Côté réalisation, le film affiche un soin appréciable. Les décors enneigés, sans réinventer la roue, créent une atmosphère fraîche, presque tactile, tandis que la mise en scène reste fluide et lisible. On sent encore l'hésitation d'un studio en phase de conquête (Blue Sky n'a pas encore la flamboyance visuelle qu'il atteindra plus tard), mais la copie est propre, parfois inspirée, en particulier lors des séquences muettes autour de Scrat, hommage discret aux cartoons burlesques. La musique de David Newman accompagne tout cela avec efficacité, sans rester gravée dans la mémoire comme les partitions d'un Randy Newman chez Pixar.

Du côté du jeu, la VF s'en sort étonnamment bien. Gérard Lanvin apporte à Manny une gravité bonhomme, tandis que Élie Semoun offre à Sid un débit bavard et nerveux, presqu'improvisé. Quant à Vincent Cassel, il compose un Diego tendu, un peu trop sérieux, mais cohérent. En VO, Ray Romano livre une performance sobre, presque flegmatique, à l'opposé de la verve de John Leguizamo, dont la diction inspirée des paresseux (il aurait testé quarante voix avant de trouver la bonne) donne un cachet singulier au personnage. Ce travail vocal, encore aujourd'hui, demeure la véritable force incarnée du film.
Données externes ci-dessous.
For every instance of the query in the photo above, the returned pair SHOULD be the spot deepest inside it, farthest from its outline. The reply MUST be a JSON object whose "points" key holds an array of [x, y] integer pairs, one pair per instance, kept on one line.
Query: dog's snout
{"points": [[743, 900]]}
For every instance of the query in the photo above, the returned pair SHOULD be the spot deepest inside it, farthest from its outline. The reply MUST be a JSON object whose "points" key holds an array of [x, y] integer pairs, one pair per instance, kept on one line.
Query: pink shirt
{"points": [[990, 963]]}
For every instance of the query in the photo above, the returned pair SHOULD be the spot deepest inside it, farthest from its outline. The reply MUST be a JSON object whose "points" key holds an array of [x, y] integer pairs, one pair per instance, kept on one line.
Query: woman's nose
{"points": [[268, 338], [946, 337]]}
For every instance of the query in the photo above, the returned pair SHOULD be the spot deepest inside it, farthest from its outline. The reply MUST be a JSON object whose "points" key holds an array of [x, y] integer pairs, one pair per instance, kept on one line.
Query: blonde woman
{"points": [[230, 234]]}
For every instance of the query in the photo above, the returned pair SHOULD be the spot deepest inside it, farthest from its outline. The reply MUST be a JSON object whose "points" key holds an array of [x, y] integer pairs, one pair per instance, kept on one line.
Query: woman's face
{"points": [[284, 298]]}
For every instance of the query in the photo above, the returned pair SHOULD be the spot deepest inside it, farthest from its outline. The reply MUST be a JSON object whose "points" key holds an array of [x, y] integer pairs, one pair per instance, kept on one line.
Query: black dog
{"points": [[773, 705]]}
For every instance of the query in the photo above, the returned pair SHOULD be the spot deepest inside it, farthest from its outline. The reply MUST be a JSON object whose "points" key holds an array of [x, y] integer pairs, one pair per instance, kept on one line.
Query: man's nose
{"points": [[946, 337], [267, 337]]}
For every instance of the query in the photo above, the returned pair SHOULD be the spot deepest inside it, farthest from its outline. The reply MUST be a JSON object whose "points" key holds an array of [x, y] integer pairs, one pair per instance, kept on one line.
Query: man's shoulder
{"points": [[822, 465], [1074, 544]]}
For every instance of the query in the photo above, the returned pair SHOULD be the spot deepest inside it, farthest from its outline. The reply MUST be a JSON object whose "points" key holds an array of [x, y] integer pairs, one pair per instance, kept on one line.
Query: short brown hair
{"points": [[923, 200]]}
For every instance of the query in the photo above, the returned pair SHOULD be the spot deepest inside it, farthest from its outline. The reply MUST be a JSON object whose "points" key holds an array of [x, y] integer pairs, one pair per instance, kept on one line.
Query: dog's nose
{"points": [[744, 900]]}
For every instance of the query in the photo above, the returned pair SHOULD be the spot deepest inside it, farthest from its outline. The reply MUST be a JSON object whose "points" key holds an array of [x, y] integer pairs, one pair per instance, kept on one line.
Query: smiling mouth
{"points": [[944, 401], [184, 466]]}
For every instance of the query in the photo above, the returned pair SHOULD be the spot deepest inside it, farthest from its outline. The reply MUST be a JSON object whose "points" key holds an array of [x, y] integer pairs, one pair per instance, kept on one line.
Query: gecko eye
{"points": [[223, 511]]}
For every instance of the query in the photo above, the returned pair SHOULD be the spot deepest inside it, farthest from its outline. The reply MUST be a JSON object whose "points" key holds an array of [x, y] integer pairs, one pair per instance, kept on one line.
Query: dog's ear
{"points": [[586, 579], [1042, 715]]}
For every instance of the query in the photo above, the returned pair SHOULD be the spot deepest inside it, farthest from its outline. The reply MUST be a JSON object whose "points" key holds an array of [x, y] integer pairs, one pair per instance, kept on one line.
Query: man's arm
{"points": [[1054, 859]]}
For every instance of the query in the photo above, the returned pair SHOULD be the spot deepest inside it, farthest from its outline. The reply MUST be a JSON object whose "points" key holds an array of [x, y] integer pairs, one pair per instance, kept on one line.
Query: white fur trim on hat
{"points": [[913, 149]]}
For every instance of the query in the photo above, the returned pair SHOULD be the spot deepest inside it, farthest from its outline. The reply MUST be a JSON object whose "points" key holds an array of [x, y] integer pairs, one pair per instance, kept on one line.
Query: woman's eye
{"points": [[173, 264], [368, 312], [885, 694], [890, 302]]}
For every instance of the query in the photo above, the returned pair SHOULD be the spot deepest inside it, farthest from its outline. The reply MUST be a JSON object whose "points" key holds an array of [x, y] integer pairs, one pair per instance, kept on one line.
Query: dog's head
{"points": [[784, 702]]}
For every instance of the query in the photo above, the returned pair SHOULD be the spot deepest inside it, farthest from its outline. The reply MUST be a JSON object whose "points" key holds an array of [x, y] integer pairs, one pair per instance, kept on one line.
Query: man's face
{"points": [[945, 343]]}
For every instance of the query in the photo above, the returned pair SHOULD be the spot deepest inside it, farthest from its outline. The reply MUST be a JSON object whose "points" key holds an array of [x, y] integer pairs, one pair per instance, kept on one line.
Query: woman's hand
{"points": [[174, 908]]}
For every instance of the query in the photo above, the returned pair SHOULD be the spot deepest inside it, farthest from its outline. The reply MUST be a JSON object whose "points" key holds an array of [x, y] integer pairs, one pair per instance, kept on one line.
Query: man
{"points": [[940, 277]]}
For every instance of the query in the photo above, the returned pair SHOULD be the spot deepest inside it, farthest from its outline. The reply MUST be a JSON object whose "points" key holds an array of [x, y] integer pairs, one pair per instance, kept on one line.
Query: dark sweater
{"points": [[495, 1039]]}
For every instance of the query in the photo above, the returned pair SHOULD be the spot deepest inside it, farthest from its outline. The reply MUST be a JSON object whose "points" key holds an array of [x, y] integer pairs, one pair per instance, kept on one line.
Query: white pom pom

Au bout du voyage, je garde l'impression d'un film sympathique, dont la modestie finit par devenir sa qualité. On aimerait parfois plus d'audace narrative, plus d'émotion sincère, mais la route reste agréable, ponctuée de gags simples et d'une vraie douceur. En 2009, alors que les suites cherchent à gonfler l'univers jusqu'à l'absurde, revenir à ce premier épisode, presqu'artisanal, a quelque chose de rafraîchissant. Pour une virée glacée dans un cinéma familial sans prétention, mieux vaut revenir à ce modeste mammouth qu'à certaines comédies animées plus tapageuses.